As a person who has struggled with an unhealthy attachment to sugar, I found Rule 39 especially meaningful: "Eat all the junk food you want as long as you cook it yourself." Sort of rules out Ben & Jerry's Phish Food ice cream, my drug of choice, doesn't it? Considering the number and complexity of the ingredients, though, I guess Part I already raised a flag about those addictive little pints. I have tried to take this guideline to heart. I rarely buy ice cream anymore. That is a big step for me. I have tried a couple homemade desserts which have worked well: 1) chocolate pudding from scratch and 2) frozen overripe bananas pureed in the food processor with peanut butter to make a sort of ice cream substitute. The pudding is a lot of work and makes a lot of dirty dishes. Washing the food processor is a pain and we don't often have overripe bananas sitting around. So I don't make these very often, which is exactly Pollan's point.
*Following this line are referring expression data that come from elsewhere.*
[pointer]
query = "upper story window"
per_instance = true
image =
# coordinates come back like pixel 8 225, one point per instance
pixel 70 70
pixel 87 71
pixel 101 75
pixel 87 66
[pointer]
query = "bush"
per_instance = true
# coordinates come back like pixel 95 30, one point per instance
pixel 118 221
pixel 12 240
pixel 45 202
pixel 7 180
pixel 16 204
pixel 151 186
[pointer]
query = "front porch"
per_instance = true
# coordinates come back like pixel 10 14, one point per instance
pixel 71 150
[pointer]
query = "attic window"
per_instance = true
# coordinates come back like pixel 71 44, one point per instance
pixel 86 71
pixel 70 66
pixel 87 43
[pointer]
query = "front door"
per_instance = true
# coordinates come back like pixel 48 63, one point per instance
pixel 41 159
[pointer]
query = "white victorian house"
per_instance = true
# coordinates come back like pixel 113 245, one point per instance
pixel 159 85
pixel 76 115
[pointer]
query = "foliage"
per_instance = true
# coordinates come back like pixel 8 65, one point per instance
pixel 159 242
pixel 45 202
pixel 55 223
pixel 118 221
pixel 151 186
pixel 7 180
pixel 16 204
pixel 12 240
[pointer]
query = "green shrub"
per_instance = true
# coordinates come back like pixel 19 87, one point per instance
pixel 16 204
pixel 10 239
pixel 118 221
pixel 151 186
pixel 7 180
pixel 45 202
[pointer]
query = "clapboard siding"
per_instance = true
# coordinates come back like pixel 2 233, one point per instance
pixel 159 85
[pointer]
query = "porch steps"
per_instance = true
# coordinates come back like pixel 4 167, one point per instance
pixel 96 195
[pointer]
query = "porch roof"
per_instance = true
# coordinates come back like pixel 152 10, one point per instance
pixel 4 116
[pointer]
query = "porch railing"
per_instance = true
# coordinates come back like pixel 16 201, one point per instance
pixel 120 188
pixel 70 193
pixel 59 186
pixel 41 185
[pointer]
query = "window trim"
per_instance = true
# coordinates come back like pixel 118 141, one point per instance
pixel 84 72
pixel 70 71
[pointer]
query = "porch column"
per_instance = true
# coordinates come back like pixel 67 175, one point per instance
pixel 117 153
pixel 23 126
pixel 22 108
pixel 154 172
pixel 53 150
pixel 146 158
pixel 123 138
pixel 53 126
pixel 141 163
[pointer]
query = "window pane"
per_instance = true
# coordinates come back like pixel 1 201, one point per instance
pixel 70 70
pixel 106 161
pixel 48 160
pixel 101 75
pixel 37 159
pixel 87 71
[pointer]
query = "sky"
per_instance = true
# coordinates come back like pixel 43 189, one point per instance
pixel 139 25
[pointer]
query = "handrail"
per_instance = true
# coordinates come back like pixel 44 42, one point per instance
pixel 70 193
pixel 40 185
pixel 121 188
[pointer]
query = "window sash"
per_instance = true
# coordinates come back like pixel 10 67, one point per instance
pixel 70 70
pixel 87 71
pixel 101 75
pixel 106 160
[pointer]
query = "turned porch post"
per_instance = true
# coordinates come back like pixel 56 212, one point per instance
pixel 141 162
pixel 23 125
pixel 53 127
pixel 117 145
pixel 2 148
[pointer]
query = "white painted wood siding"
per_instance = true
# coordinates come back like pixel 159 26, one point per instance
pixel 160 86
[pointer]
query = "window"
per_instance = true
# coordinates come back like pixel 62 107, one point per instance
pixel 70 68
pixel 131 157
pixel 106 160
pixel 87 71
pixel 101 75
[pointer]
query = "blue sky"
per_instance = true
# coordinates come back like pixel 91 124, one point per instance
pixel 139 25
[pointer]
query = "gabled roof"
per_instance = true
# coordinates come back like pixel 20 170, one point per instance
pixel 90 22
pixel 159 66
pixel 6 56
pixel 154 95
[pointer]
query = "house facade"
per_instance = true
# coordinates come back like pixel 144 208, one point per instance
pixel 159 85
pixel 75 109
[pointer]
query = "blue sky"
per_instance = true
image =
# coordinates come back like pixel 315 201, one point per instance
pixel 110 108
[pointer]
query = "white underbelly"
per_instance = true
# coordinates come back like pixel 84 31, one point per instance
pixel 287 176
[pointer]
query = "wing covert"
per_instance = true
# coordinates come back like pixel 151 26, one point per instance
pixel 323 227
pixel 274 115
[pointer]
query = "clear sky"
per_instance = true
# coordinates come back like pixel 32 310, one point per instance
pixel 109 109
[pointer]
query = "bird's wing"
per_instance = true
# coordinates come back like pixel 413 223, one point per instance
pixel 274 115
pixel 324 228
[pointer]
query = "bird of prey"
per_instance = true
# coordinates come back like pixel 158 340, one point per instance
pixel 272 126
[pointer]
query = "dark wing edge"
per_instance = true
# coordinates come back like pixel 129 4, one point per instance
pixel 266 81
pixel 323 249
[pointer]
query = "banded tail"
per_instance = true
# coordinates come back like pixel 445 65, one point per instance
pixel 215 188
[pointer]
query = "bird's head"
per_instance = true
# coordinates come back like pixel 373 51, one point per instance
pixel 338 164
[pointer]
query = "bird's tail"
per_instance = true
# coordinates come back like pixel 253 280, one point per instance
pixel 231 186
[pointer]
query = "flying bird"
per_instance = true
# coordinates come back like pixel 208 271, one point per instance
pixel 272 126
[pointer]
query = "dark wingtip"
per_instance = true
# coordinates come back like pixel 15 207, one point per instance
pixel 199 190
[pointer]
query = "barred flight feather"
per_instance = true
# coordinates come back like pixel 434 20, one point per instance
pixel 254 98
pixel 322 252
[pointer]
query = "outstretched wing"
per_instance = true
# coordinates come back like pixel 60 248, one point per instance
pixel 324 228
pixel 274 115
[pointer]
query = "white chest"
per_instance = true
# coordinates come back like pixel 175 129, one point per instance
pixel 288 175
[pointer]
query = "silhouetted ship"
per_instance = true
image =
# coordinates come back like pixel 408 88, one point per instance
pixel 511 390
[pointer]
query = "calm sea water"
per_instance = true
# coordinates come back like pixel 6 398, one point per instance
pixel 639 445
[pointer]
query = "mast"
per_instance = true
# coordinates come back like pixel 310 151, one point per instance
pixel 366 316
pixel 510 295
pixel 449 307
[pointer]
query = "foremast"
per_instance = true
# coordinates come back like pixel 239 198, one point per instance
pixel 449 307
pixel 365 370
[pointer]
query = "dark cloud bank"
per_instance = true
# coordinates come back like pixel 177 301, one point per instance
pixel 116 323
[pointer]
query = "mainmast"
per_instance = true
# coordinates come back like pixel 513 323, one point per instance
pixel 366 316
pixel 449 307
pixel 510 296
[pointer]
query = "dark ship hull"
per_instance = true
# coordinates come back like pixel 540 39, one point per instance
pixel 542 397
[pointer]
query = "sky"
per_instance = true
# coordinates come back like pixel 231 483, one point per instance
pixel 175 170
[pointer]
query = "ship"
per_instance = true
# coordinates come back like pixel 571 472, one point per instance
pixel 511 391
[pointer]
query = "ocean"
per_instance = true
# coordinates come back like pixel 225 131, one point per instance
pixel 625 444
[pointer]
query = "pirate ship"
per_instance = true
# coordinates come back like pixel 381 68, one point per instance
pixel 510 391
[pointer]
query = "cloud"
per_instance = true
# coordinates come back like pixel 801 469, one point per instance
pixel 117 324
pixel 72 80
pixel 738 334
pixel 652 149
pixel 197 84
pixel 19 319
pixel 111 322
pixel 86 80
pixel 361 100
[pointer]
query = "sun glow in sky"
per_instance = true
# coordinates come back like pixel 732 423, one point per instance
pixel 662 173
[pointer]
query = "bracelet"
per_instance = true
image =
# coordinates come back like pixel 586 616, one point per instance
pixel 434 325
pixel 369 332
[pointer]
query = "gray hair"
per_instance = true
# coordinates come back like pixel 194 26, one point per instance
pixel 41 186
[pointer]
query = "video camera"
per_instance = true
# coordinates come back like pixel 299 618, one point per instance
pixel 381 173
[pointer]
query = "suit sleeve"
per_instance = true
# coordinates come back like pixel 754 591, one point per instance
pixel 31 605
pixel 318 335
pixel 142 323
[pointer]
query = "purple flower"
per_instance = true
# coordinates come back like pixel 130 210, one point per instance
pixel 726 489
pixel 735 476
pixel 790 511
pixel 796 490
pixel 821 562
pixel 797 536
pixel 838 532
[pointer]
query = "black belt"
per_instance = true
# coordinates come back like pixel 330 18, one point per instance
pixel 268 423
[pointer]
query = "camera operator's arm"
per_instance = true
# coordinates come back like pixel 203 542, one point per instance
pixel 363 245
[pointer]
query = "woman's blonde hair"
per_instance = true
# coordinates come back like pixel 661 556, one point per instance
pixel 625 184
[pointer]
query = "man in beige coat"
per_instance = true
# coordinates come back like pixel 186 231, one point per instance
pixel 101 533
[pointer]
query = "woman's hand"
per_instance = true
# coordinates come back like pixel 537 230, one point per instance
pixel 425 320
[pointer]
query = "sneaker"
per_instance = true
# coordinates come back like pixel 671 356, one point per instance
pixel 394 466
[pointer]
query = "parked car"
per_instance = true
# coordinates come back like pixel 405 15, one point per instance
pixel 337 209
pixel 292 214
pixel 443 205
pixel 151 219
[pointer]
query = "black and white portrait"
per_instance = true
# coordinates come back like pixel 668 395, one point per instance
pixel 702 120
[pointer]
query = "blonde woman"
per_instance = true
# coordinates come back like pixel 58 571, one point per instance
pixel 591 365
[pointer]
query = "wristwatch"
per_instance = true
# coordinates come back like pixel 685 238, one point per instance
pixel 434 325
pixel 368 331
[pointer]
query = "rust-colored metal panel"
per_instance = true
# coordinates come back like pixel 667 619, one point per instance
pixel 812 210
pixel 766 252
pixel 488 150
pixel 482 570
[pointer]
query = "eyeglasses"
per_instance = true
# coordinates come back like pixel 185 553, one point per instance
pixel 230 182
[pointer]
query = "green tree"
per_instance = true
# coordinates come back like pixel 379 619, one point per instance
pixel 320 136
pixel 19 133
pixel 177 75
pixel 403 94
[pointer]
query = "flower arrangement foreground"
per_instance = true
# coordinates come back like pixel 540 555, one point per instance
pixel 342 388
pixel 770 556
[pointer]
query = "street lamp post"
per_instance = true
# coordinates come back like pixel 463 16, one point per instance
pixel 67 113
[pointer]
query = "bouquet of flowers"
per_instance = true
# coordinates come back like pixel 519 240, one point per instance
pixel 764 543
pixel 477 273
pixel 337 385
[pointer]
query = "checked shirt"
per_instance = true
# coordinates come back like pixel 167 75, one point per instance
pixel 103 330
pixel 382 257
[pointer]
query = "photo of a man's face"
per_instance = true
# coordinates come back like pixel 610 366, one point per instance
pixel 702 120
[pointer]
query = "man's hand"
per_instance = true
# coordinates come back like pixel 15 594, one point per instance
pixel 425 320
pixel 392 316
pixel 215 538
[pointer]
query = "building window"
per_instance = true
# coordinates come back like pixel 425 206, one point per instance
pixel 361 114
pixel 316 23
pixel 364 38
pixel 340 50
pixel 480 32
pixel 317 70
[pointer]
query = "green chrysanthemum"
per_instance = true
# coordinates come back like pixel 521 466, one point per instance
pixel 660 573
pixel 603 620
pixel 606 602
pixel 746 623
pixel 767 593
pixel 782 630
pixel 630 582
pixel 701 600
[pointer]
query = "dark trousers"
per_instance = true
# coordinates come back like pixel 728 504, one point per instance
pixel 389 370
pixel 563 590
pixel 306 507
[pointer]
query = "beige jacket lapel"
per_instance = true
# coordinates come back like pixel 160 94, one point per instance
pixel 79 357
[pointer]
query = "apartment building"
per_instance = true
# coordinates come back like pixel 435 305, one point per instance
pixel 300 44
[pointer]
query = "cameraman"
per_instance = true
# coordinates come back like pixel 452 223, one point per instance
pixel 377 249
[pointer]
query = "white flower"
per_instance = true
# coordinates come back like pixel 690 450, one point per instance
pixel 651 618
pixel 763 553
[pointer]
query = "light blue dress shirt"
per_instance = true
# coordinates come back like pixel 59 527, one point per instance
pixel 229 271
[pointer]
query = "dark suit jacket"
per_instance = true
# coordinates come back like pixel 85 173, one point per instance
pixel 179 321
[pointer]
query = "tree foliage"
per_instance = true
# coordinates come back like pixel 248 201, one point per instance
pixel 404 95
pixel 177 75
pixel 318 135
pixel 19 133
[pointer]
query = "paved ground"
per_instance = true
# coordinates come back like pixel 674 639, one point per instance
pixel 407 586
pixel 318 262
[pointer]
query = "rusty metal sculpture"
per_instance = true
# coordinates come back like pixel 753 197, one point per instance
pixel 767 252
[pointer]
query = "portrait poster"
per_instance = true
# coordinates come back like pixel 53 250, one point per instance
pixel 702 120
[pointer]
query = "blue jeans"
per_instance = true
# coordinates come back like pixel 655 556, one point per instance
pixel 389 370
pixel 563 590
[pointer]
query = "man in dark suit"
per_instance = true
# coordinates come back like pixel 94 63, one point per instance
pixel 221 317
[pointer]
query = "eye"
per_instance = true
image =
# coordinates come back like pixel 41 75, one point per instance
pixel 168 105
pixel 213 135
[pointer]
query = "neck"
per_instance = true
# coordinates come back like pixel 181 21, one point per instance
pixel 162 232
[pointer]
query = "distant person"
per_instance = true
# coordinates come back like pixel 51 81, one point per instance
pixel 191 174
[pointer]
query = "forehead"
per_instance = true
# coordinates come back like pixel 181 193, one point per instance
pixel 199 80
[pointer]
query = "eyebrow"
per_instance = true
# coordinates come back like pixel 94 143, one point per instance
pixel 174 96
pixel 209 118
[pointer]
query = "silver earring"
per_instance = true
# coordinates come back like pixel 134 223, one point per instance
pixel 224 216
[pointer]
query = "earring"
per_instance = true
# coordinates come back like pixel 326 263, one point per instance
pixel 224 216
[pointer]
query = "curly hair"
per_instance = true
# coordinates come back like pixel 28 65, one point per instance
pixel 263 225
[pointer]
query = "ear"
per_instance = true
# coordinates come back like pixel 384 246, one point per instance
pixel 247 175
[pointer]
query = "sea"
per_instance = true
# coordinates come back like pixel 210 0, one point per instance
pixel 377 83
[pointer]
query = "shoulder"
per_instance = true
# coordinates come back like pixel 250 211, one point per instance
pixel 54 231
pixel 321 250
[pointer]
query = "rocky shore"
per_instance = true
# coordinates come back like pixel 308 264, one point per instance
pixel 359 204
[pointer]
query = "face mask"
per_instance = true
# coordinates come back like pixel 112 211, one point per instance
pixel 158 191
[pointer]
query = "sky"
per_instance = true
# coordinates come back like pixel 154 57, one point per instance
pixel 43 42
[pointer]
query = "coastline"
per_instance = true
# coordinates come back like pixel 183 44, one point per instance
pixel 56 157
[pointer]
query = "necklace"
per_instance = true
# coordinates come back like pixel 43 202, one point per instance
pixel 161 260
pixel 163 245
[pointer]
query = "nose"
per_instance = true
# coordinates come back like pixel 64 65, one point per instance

My favorite rule of all is #30, which ties right in to what we are doing here on our farm: "Eat well-grown food from healthy soil". Instead of using synthetic, quick-fix fertilizers to push our plants to maximum production, we have made the commitment to build up the fertility of our soil with plenty of natural organic matter. The compost, manure and wood mulch we continue to add to the soil make more nutrients available to the plants. We believe healthier soil produces stronger plants which are better able to resist diseases, repel and outgrow insects, and handle harsh weather. Pollan states that research supports the hypothesis that "soils rich in organic matter produce more nutritious food: that is, food with higher levels of antioxidants, flavonoids, vitamins, and minerals." Sounds good to me!